Berkeley County, West Virginia Biography of I.D. VAN METRE


         I.D. VAN METRE, son of James M. Van Metre; farmer, dairyman, stockman. The farm where he lived, “Old Stone House Farm” was very productive in that it produced a ton and a quarter of milk per day during World War I, along with other productions in proportion. Mr. Van Metre was a member of the Board of Directors, Maryland-Virginia Cooperative Milk Producers Association, with headquarters at Washington, D.C. He had two daughters, Katherine Van Metre and Bessie Van Metre, the former a Martinsburg High School graduate, class of 1928, and the latter, class of 1930; and two sons, James Van Metre, and I.D. Van Metre Jr., both members of the 4-H Calf Club of Berkeley County; both won many awards at the West Virginia State Fair at Wheeling in September 1926 for training, showing and judging Jersey cattle and demonstrating modern milking equipment and sanitary condition of milk.
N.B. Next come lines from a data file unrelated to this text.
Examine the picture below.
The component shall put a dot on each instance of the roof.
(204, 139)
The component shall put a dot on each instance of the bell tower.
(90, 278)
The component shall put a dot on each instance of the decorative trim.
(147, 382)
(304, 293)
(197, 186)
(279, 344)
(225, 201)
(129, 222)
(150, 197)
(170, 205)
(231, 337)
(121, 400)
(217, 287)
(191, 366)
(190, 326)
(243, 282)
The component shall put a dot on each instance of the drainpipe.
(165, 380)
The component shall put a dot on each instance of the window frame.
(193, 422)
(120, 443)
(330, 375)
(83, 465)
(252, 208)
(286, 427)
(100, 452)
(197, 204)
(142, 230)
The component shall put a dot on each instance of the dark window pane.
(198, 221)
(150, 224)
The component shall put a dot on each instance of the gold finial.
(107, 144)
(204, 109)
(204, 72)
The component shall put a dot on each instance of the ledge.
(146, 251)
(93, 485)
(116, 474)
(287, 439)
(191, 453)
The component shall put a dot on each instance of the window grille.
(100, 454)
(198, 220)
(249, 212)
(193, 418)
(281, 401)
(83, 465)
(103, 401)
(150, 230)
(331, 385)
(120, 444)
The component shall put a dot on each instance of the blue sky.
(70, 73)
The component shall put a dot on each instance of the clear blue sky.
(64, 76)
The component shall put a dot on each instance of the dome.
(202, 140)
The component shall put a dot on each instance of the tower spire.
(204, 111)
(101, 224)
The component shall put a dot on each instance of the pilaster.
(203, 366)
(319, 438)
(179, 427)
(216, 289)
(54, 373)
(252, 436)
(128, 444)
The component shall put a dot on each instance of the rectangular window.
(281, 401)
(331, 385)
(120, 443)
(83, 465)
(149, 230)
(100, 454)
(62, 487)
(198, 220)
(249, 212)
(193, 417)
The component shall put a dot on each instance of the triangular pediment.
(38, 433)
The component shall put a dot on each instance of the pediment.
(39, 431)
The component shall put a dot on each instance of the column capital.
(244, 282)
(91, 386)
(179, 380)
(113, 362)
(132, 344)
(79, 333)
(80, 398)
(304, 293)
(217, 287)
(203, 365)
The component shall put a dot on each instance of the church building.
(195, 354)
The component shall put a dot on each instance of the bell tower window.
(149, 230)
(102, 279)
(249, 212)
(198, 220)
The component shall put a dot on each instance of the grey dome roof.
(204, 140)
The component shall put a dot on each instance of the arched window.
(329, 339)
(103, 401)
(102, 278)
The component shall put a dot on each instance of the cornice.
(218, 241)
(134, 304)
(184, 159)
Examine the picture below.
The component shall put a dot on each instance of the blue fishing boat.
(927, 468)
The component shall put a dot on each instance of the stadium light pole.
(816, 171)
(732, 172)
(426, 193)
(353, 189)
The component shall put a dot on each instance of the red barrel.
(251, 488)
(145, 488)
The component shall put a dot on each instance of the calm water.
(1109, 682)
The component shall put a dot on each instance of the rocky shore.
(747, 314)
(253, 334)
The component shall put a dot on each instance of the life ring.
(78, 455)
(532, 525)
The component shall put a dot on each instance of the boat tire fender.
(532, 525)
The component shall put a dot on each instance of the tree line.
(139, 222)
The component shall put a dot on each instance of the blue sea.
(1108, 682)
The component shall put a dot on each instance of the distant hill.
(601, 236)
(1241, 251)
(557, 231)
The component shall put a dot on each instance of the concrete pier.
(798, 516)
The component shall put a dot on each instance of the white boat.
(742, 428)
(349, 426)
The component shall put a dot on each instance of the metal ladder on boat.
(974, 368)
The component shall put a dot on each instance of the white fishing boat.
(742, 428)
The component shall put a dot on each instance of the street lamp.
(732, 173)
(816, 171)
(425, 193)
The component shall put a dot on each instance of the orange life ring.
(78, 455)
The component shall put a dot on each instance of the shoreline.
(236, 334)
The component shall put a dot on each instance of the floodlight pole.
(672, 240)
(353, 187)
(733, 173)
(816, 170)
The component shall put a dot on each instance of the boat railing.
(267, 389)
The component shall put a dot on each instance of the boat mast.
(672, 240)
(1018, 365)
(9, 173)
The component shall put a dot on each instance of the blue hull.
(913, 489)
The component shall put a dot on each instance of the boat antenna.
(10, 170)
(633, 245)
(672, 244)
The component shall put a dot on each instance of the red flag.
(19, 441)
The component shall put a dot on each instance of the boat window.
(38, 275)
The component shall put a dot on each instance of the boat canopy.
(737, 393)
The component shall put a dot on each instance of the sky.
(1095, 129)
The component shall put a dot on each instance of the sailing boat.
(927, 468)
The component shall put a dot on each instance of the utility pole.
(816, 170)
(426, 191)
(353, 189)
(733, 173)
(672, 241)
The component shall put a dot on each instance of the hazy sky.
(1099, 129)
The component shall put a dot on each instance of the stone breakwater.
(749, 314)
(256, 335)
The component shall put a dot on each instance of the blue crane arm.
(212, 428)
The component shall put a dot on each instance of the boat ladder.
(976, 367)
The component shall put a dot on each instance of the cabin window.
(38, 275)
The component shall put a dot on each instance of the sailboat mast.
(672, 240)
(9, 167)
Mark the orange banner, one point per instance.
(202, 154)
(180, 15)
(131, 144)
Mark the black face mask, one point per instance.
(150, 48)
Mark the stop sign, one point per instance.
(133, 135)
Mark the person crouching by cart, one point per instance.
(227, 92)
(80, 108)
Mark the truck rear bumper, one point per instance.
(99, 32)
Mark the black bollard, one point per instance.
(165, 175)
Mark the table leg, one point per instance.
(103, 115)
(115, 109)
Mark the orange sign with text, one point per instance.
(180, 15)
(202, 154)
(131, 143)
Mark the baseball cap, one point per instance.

         Mr. Van Metre lived in an historic neighborhood, specifically in the home of General Adam Stephen, a soldier of the Revolutionary War. The house, built in 1727, was called the “Old Stone House Farm” when General Stephen lived there. At the spring was an old Indian fort that was destroyed by the Indians during the French and Indian War. Just a mile east of the Van Meter home, where Thomas K. Campbell lived, was the home of General Horatio Gates, another Revolutionary War soldier. General Gates named his residence “Traveler’s Rest.” Three miles south from that residence was the town of Leetown, named in honor of General Charles Lee, another general in the American Revolution, who lived there. About 3 miles east of Leetown on the road leading from Charles Town to Middleway stood the old mansion named “Harewood,” which was the home of Martha Dandridge Curtiss, the wife of General George Washington, a widow with a son and a daughter. She was a Dandridge of Dandridge’s Ford, “The Bower,” on the east bank of the Opequon. “Killdate,” The ancestral home of Haunce Van Metre was situated on the State highway, 1 mile north of the Stone House Farm. He was an Indian fighter. His son, Jacob Van Metre, and his grandson, James LaRue Van Metre, were born at that place, later owned by Mrs. Mary C. Copenhaver.


    Submitted by Marilyn Gouge and extracted from History of Berkeley County, West Virginia, 1928.